Feline Diabetes

Feline - Diabetes is my site for posting information on the diabetic cats. Anything related to diabetic cats can go here.Feline diabetes is not the natural fate of hundreds of thousands of pet cats world-wide. It is, rather, a human-created disease that is reaching epidemic proportions because of the highly artificial foods that we have been feeding our feline companions for the past few decades. Without the constant feeding of highly processed, high carbohydrate dry foods, better suited to cattle than cats, adult-onset feline diabetes would be a rare disease, if it occurred at all.

Saturday, July 28, 2007

Monitoring glucose and ketones in the urine

You may be asked by your veterinarian to monitor your diabetic cat by regularly testing urine samples from your cat.
What you need

1. A clean plastic litter box
2. Clean syringes at least 5ml in size.
3. Polystyrene balls, aquarium sand or shredded plastic bags.
4. Urine dipsticks provided by or recommended by your veterinary surgeon.
5. A place to record the results.


Collecting urine

1. In the clean litter box place some aquarium sand, polystyrene balls or shredded plastic bags.
2. Do not allow your cat access outside or to another litter box until it has urinated in the clean box.
3. Collect the urine with the clean syringe.
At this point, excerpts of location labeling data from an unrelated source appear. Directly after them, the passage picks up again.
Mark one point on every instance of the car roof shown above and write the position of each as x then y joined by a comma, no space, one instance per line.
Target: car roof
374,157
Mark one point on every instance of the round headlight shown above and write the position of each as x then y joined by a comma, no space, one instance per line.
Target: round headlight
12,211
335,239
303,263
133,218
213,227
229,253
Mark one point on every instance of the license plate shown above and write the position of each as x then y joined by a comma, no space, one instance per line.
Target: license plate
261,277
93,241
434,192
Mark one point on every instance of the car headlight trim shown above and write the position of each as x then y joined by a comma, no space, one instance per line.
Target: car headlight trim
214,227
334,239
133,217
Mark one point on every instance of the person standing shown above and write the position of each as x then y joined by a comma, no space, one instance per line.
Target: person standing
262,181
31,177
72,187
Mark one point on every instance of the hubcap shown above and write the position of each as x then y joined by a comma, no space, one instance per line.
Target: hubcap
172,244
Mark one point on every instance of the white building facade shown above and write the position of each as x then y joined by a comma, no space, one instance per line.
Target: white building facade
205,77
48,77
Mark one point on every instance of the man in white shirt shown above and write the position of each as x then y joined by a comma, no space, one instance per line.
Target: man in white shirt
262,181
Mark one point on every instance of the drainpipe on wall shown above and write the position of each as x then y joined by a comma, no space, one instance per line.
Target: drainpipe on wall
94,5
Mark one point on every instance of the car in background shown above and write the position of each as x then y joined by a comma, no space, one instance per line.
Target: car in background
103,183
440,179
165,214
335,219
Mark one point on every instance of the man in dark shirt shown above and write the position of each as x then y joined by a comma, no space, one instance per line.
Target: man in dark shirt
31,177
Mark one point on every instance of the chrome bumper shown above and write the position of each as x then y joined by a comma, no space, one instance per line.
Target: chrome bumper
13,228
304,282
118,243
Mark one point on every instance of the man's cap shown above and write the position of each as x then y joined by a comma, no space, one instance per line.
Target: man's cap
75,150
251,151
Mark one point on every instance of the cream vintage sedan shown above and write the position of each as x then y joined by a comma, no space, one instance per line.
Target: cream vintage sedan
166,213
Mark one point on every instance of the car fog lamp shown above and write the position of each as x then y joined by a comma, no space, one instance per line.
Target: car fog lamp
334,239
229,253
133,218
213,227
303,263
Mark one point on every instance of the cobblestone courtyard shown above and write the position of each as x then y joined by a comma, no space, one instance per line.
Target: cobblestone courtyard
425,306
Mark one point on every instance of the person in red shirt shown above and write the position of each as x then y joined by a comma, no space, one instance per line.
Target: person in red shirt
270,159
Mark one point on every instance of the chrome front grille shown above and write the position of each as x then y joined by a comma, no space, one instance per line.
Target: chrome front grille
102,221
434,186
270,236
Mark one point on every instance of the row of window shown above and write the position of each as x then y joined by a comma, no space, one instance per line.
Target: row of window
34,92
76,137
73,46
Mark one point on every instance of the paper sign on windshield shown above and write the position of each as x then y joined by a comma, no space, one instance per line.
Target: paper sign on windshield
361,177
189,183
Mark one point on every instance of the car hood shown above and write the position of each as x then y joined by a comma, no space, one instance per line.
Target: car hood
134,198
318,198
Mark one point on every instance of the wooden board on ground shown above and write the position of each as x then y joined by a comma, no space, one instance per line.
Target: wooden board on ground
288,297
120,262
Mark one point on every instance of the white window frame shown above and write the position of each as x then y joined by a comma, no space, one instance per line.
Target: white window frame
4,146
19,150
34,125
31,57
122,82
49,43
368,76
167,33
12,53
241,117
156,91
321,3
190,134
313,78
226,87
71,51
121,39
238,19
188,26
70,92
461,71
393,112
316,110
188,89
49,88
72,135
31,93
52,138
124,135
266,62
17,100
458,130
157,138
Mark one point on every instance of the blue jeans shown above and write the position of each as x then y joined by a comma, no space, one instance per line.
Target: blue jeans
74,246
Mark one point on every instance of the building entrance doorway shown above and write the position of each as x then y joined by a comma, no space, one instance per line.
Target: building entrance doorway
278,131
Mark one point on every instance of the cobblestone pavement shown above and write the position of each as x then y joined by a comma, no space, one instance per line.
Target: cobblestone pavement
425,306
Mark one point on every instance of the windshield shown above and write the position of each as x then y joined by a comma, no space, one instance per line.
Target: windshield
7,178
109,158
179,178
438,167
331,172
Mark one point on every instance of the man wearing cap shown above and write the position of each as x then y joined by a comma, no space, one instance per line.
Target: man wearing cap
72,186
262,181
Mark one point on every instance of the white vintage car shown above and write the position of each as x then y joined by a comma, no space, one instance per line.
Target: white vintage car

Testing urine using urine dipsticks
1. Follow the instructions for the dipsticks you are using, particularly for the time to read the results.
2. Place the dipstick in the container with the urine and soak the test pads.
3. Remove the dipstick and tap dry.
4. Read the result after the time specified on the stick bottle (usually 1 minute).
5. Hold the stick against the chart on the dipstick container to compare colours.
6. Record the results including time of collection and times of insulin injections given for that day.